2. Slow players. If a guy slow-plays me, I will often just make a quick note that he slow-played, which street it was on, and how exactly he did the slow-play (i.e., did he check on the flop and again on the turn, did he check-call on the flop and then lead at the turn, or did he checkraise me right on the flop, etc.). This is not always completely useful information, but I always like to have as much information as possible when making decisions on individual hands, and if it ever comes up again it is useful to know that player X likes to slowplay by checkraising a set on the flop, etc.

3. Can't get away from big pairs. This is one of my favorite, most repeatable and most exploitable note-taking opportunities. Guys who cannot get away from big pairs. When someone raises preflop with what turns out to be Aces, the flop comes KQJ and they end up calling an allin reraise only to lose to two pairs or trips, I make note of it. I want to know every guy who can't lay down a big pair in nlh, because those are the most beatable donks around.

4. Weak limpers. This is another general kind of note I like to make about people who are always looking to see cheap flops. If I have KQ on the button, and one of these guys limps in from early-middle position, I like to see a note like this, so I know I can put in a substantial reraise and likely take down the pot right there. Some people (you know who you are) can't fold to any preflop raise once they've voluntarily committed to the pot, but the guys who will constantly limp in light and then fold to reraises, I want to know about that as I can make repeated use of this information to my advantage in tournaments and cash game play.

These are just a small sample of the kinds of repeatable and useful information I tend to take notes on while I'm at the virtual tables.
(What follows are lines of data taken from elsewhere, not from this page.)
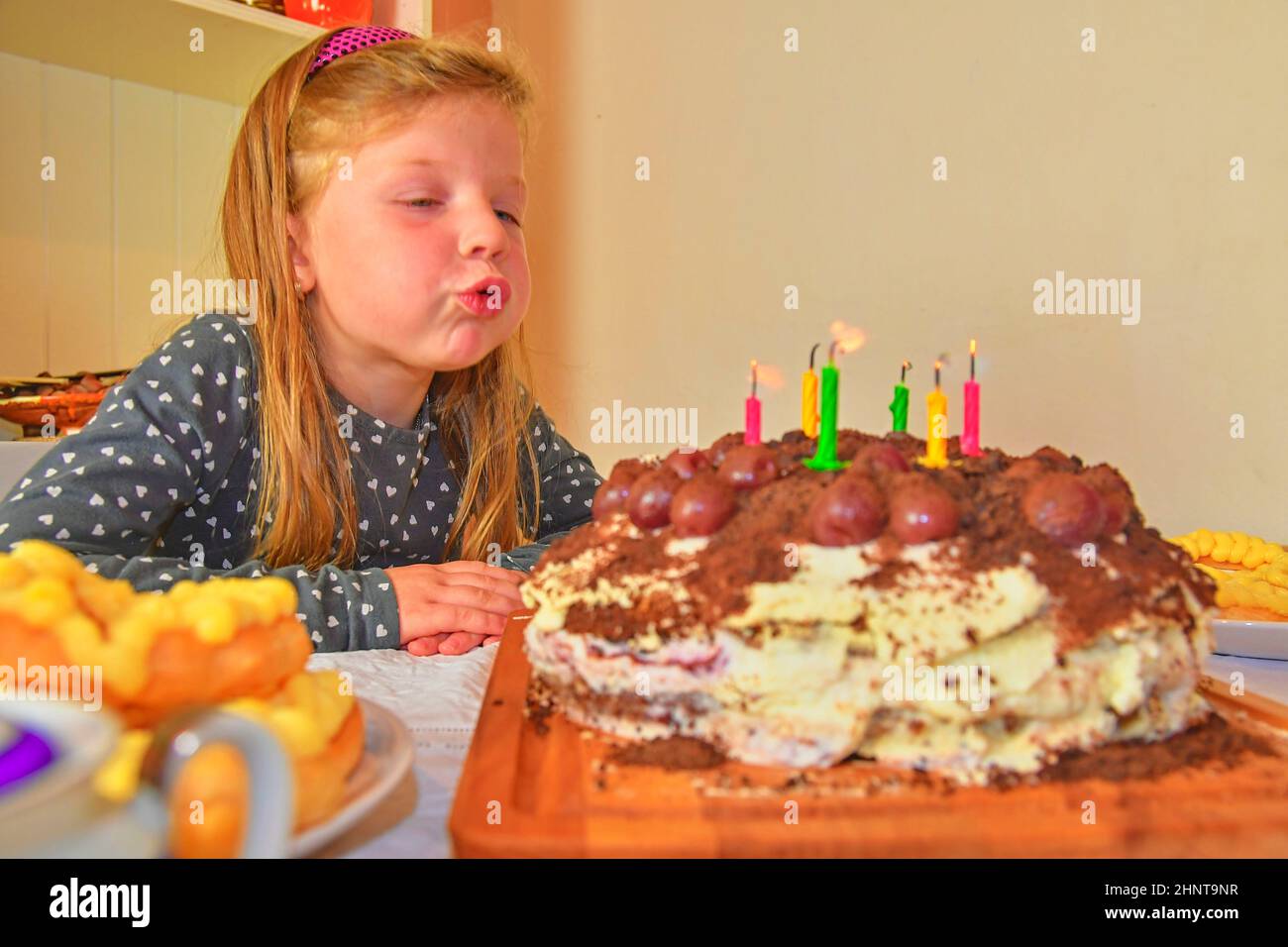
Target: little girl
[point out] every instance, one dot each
(369, 433)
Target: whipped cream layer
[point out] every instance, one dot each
(910, 660)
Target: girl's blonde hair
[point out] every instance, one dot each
(288, 145)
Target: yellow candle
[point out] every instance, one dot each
(809, 403)
(936, 427)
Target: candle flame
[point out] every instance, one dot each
(769, 375)
(846, 338)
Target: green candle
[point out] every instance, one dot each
(824, 459)
(900, 406)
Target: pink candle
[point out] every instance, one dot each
(970, 411)
(751, 433)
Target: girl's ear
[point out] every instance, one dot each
(296, 244)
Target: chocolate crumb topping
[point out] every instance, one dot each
(772, 521)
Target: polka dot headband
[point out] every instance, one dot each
(351, 40)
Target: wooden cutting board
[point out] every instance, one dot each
(552, 789)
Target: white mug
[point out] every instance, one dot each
(50, 806)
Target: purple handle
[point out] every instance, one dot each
(29, 754)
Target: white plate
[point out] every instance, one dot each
(1250, 638)
(385, 759)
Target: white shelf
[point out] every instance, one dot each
(149, 42)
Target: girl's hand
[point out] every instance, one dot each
(454, 607)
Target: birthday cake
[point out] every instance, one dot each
(980, 617)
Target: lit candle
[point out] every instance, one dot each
(751, 436)
(970, 407)
(900, 406)
(809, 398)
(824, 458)
(936, 432)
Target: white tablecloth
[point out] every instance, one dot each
(439, 698)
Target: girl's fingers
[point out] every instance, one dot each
(494, 585)
(469, 596)
(513, 577)
(459, 643)
(447, 617)
(426, 646)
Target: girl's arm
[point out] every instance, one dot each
(568, 483)
(160, 447)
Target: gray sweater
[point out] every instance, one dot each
(160, 486)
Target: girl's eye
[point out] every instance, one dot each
(428, 201)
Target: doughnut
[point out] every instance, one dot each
(318, 724)
(197, 643)
(1250, 574)
(235, 643)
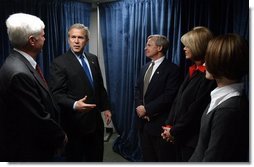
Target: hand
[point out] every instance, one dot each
(141, 111)
(166, 134)
(81, 106)
(107, 115)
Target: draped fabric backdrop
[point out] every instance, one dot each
(57, 15)
(125, 26)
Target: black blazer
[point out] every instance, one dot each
(186, 111)
(69, 83)
(159, 95)
(224, 133)
(28, 115)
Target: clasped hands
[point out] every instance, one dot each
(141, 112)
(166, 134)
(81, 106)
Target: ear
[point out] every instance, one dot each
(31, 40)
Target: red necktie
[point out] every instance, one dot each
(194, 68)
(38, 69)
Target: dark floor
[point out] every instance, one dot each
(109, 154)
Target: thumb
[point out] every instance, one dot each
(84, 99)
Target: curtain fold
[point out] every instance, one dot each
(125, 25)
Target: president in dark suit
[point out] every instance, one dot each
(155, 90)
(77, 85)
(29, 118)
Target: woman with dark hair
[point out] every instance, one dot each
(224, 133)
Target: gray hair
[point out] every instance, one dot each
(80, 26)
(21, 26)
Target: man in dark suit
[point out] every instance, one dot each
(77, 85)
(154, 94)
(28, 117)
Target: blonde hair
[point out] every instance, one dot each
(197, 40)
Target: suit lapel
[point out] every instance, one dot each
(156, 76)
(76, 64)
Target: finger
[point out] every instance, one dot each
(84, 99)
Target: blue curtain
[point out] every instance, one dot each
(125, 25)
(57, 15)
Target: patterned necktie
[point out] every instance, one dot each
(85, 67)
(38, 69)
(147, 77)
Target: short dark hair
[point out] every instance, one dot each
(227, 56)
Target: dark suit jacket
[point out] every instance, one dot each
(69, 83)
(28, 116)
(224, 134)
(159, 95)
(186, 111)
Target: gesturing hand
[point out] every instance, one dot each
(81, 106)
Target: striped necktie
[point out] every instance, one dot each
(85, 67)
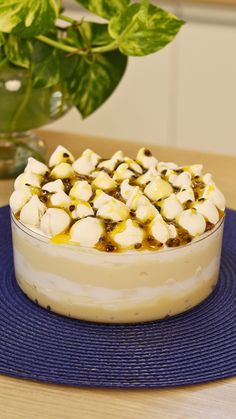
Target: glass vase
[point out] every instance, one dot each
(23, 108)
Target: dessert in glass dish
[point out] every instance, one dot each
(116, 240)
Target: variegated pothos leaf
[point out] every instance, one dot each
(27, 18)
(94, 80)
(104, 8)
(18, 51)
(143, 29)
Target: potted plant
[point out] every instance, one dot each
(47, 67)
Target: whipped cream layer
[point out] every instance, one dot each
(116, 204)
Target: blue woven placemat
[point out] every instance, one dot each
(195, 347)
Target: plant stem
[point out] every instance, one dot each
(60, 45)
(23, 105)
(72, 50)
(105, 48)
(67, 19)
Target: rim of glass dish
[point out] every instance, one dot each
(42, 238)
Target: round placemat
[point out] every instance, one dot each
(191, 348)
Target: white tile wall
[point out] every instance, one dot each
(182, 96)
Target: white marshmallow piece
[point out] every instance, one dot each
(62, 171)
(185, 194)
(159, 230)
(193, 222)
(36, 167)
(162, 165)
(146, 212)
(83, 209)
(133, 165)
(171, 207)
(126, 189)
(81, 190)
(60, 199)
(54, 221)
(114, 210)
(87, 231)
(28, 178)
(60, 155)
(122, 172)
(127, 234)
(101, 198)
(215, 195)
(104, 181)
(150, 175)
(86, 163)
(183, 180)
(158, 189)
(54, 186)
(32, 212)
(19, 198)
(208, 210)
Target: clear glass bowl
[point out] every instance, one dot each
(116, 288)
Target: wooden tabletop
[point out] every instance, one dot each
(22, 399)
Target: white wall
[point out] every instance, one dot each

I do so equally in my cash game play, with many of the same categories being applicable for note-taking in cash games as well as in tournaments. I try to boil things down to only the qualities that I know will arise again and again, and that I know I can do something useful with when they do arise again in the future, and I take copius, detailed notes on those things as often as I can. And I'm always taking notes, whether I'm in a hand with someone, not in the hand anymore, or even sometimes when I'm just railbirding other players and not involved in the table at all. If I see something noteworthy, I write it down. It's not like live play where you can attach a face with a particular quality of play if you have that kind of memory. When it's just a bunch of nondescript icons and avatars, you really need to make note of who you see and how they play if you expect to be able to take advtange of their tendencies in more specific ways than anything pokertracker or related software can tell you.

Hopefully this is helpful to some of you out there, or at least interesting to the rest of you. And Windbreak247, hopefully this answers your question in a way that is useful to you in the future. All I ask is that you don't use any notes against me, because that just wouldn't be right since I provided all this information in the first place.

WWdN tonight at 8:30pm ET on pokerstars. Password is "monkey" as always. I don't know that I'll play in this given how frustrating the blonkaments have been for me of late, but we'll see.